Here’s the scoop on the Coronavirus and wearing masks: It’s not about you!  Wearing a mask protects OTHERS, not yourself.  When worn correctly, your mask keeps the virus from spreading if you are asymptomatic.  The way I see it, it is a form of respect to those around me.  If you choose to be around me without a mask, you are personally disrespecting me.  You are saying that my wellbeing isn’t a significant concern to you.  That may seem excessive, but put yourself in my shoes.  I’m high risk and live with other at-risk individuals.  My concerns and fears of this virus attacking those I love are very high on my priority list.  

Entire family arriving at a birthday drive-by. We do not, however, drive with our masks on the entire time.

I’m starting to notice that opinions on masks are either you’re completely for it or completely against it.  There really isn’t any gray area on this matter.  And reasonings for not wearing the mask don’t hold much weight with me.  I am the first to tell you wearing a mask is not comfortable.  I have worn them many times.  I’ve been in a labor rooms with them and in operating rooms with them.  They are annoying and aggravating at times.  But never did I feel I had the right to compromise my patient’s wellbeing for my comfort in those situations.  Wearing a mask can help someone else not get infected; it’s that simple.  

Here’s a fact I want you to understand: When people speak, they spit.  Even if you don’t notice it, small particles leave your mouth when you talk.  If you need more of a breakdown—spit carries germs.  When we speak to one another, germs can spread.  Wearing masks has shown a decrease in the spread of the virus.  Further, wearing a mask doesn’t mean we can then ignore social distancing.  The Centers for Disease Control (CDC) continues to state that wearing the mask AND social distancing of at least 6 feet are two important actions we can do to stop the spread of COVID-19.  

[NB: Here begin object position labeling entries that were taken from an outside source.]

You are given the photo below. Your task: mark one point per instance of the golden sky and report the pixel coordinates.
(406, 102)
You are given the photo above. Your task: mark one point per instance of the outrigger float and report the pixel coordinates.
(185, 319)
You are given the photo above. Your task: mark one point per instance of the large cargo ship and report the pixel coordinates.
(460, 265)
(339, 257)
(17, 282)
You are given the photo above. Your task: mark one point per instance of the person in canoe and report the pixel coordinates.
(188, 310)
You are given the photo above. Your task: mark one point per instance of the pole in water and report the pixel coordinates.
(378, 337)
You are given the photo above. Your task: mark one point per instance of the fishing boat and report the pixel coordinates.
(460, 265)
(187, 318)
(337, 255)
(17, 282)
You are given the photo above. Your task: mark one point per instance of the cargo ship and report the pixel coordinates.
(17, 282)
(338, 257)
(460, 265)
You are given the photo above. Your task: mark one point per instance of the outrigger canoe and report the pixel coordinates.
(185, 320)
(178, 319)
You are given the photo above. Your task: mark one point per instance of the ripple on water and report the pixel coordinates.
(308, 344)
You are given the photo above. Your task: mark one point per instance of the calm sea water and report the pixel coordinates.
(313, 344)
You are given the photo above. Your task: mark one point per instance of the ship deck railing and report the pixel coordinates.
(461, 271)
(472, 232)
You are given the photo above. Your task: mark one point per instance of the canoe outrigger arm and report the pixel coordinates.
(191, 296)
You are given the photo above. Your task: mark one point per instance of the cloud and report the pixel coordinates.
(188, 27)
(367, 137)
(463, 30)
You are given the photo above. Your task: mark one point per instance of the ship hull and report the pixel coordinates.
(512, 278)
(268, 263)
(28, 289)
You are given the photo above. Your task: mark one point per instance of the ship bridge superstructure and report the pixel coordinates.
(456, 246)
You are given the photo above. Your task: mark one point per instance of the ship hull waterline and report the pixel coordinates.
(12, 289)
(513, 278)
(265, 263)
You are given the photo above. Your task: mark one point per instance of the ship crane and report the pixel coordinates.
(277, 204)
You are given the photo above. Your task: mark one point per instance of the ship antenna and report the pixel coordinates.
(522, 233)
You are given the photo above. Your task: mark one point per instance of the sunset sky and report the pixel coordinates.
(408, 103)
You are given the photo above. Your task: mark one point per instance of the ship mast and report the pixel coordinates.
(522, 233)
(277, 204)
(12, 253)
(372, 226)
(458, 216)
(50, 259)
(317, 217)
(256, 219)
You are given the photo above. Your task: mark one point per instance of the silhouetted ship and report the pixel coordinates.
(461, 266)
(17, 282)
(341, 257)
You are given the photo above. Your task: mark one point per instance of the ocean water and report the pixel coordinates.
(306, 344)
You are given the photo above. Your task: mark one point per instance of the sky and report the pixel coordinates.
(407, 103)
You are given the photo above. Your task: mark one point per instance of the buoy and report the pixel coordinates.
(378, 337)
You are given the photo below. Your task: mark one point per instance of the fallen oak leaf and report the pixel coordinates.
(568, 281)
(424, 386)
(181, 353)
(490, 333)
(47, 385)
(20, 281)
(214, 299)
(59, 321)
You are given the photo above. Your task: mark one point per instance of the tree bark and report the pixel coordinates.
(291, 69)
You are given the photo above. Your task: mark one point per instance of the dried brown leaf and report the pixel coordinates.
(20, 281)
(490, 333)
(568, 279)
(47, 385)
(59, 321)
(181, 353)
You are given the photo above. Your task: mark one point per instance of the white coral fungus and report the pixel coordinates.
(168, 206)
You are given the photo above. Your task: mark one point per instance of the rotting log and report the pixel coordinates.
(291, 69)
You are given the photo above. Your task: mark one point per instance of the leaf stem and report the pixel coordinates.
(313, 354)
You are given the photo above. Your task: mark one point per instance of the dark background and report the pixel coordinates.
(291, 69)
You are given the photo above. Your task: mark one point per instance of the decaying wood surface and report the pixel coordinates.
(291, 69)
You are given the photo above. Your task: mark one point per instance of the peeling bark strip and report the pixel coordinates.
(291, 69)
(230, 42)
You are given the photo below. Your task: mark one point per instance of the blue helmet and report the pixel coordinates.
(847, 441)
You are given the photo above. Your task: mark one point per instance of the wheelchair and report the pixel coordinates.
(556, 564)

As our quarantine regulations are starting to lift throughout the country, take these facts you’re learning and ponder them a bit.  Take into account the wellbeing of those you are coming in contact with.  And if someone you come across asks you to put a mask on, don’t take offense.  They want to interact with you—remember that.  They are giving you options so that they feel comfortable to be around you in these uncertain times.  There is a lot of fear, but try to look at wearing a mask as a way to help the community, not a way to further injure it.  

The way we wear masks and gloves is also very important.  Believe it or not, medical professionals actually get trained how to do this for the hospital setting.  The videos below are there to inform you of how to properly use masks and gloves.  Remember, when wearing a mask, you need to cover your mouth AND nose.  Although it is more comfortable to have your nose out, that is not the correct way to wear face masks.  You are not protecting anyone with your nose exposed.